О политических делах ничего не пишу. Все переживают пору полного отчаяния. Ни один из диссонансов не разрешается. Трогательнее всего сегодня на похоронах была древняя старушка-экономка фрау Ферридио, проводившая Ковпиля [?] пешком до самой могилы. При нас много курьезного рассказал мне Сережа. Она по происхождению немка, родилась в Варшаве, вышла замуж за итальянца — укротителя диких зверей, но почему-то подданного англичанина. Попутно оказалось, что Сережа пишет свои мемуары и даже попросил за ним оставить чудную мадам Ферридио. Плакала она больше всех.

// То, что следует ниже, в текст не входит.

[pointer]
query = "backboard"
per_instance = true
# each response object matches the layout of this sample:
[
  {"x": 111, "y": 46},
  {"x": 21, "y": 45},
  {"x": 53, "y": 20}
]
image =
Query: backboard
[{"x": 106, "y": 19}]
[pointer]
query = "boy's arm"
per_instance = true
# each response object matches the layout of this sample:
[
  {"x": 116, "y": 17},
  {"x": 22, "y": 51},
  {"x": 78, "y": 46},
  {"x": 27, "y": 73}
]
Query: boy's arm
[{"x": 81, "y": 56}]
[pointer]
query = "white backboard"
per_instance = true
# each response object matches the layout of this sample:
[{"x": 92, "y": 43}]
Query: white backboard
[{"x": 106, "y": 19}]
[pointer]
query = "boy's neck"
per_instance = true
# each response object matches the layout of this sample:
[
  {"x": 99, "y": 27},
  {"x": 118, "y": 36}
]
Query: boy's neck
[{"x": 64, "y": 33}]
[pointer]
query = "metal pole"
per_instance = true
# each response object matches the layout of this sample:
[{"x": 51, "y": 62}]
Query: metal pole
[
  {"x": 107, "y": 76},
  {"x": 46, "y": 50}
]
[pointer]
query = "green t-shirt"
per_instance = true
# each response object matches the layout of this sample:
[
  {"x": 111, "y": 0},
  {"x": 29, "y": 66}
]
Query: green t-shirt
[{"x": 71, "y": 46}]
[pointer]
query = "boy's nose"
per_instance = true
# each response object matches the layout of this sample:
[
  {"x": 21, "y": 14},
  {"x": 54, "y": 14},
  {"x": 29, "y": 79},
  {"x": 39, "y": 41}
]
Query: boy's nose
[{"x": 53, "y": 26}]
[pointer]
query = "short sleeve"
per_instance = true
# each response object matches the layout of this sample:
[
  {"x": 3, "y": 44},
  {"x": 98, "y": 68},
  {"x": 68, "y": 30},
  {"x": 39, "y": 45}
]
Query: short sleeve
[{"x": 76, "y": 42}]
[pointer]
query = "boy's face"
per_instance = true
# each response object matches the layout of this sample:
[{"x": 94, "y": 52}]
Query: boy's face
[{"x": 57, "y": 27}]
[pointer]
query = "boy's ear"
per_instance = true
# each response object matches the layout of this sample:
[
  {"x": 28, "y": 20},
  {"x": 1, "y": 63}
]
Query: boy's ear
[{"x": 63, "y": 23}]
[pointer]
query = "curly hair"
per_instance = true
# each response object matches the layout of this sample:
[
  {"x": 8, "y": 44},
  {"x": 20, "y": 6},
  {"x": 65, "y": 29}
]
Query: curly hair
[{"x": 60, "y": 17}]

Благодаря Мишеньке нашел я сегодня могилу своих прародителей: дедушки и бабушки Бенуа, и во время опускания гроба в могилу осмотрел в подробностях и могилы дедушки и прадедушки Кавосов. Как это странно, что вот только теперь знаю, где лежат столь близкие мне по крови и столь далекие по жизни люди. Дед Бенуа умер в декабре 1822, дядя Кавос в 1863, прадед Кавос в 1840, бабушка Бенуа в 1852. Когда умерла родная бабушка Кавос — не знаю и не знаю, где похоронена. Бабушка Ксения Ивановна, вероятно, лежит тут же, на месте погребения, ее место как будто не отмечено. На могиле деда и бабушки Бенуа стоит один скромный памятник из мраморных плит с бронзовым распятием. Рядом круглый памятник на могиле тети Жаннетты Робер — сестры отца, умершей в 1880 г., и ее мужа… Место огорожено решеткой со сломанной калиткой и совсем занесено спилом, настолько плотным, что я по нему дошел до могил. На Кавосском месте довольно невредимый памятник во вкусе ренессанса Луи Филиппа с барельефом деда и длинной надписью, перечисляющей все его чины и ордена (не очень важные), и более скромные памятники на могиле композитора Катарино (украшен белым эмалевым крестом) и капельмейстера Джованни.